Le procès a lieu directement sous la surveillance des USA, qui se constituent partie civile et envoient un avocat et font pression pour alourdir la peine. Le 28 février 1987, le militant libanais est condamné à la réclusion à perpétuité. Une décision qui va beaucoup plus loin que les réquisitions du procureur, qui n’avait demandé qu’un maximum de dix ans de prison. Et tout cela alors que le dossier est quasiment vide. Durant la procédure, Abdallah a été trahi par son avocat Jean-Paul Mazurier qui s’avérera être un agent de la DGSE.
Lors du procès, la ligne de défense d’Abdallah est claire : ce n’est pas lui qui a commis les actes qui lui sont reprochés, mais il ne s’en désolidarise pas pour autant. Il explique calmement que s’il avait pu porter un coup aux intérêts israéliens et étasuniens, il l’aurait fait : «Si le peuple ne m’a pas confié l’honneur de participer à ces actions anti-impérialistes que vous m’attribuez, au moins j’ai l’honneur d’en être accusé par votre cour et de défendre leur légitimité face à la criminelle légitimité des bourreaux». Seulement voilà, on ne peut pas enfermer quelqu’un à vie pour des idées, et sans la moindre preuve.
«Il est désormais évident qu’Abdallah fut en partie condamné pour ce qu’il n’avait pas fait», reconnaîtra des années plus tard l’ex-juge antiterroriste Alain Marsaud.
Depuis 1999, une liberté refusée
Georges Abdallah devient otage de la raison d’État et du soutien français aux USA. Il croupit dans une prison à Lannemezan depuis les années 1980, alors qu’il est libérable depuis 1999. Une liberté qui lui est refusée pour des raisons politiques : Georges Abdallah a toujours été ferme sur ses positions anti-impérialistes et a refusé toute sa vie de les renier, malgré l’enfermement.
En 2013, déjà, il aurait dû sortir.
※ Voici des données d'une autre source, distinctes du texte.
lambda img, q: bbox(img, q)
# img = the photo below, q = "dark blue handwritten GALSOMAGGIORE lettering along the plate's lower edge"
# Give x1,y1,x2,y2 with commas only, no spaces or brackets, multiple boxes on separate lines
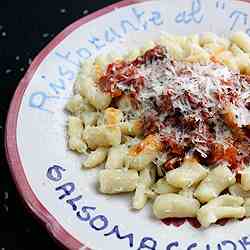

Suite à sa huitième demande de remise en liberté, la justice estimait qu’il était enfin libérable, il ne manquait plus qu’un petit morceau de papier pour qu’il rentre chez lui, au Liban. La France devait simplement signer un arrêté d’expulsion, de la main du Ministre de l’Intérieur de l’époque : Manuel Valls.
Mais Hillary Clinton, alors secrétaire d’État de l’administration Obama, téléphone à Laurent Fabius, Ministre des affaires étrangères français pour lui mettre un coup de pression. «Bien que le gouvernement français ne soit pas légalement autorisé à annuler la décision de la cour d’appel, nous espérons que les autorités françaises pourront trouver une autre base pour contester la légalité de la décision» écrit Clinton. Un message révélé des années plus tard par WikiLeaks. L’arrêté d’expulsion ne sera jamais signé par Manuel Valls, qui reconnaîtra : «Il y a eu incontestablement une intervention américaine». Ses proches se préparaient déjà à l’accueillir. C’était il y a 12 ans.
En novembre 2024, coup de théâtre : «Par décision en date du jour, le tribunal d’application des peines a admis Georges Ibrahim Abdallah au bénéfice de la libération conditionnelle à compter du 6 décembre prochain, subordonnée à la condition de quitter le territoire national et de ne plus y paraître». Mais le tribunal antiterroriste de Paris fait immédiatement appel, douchant les espoirs de ses proches.
En février 2025, la Cour se redit favorable à sa libération, mais exigeant un “effort conséquent” pour l’indemnisation des victimes. Georges Abdallah refuse, tenant la ligne de sa position de prisonnier politique. Le 19 juin, l’avocat avait néanmoins fait savoir que 16.000€ étaient disponibles pour les parties civiles. Le parquet général – ainsi que les États-Unis – avaient fait savoir que ce n’était pas suffisant, et réclamé une “forme de repentir”.
Sauf que nous ne sommes pas aux États-Unis. Le repentir n’existe pas en droit français. Son frère s’est dit « heureux de la décision française, nous n’aurions jamais imaginé qu’il serait enfin libéré ». Nous n’osions plus l’espérer non plus.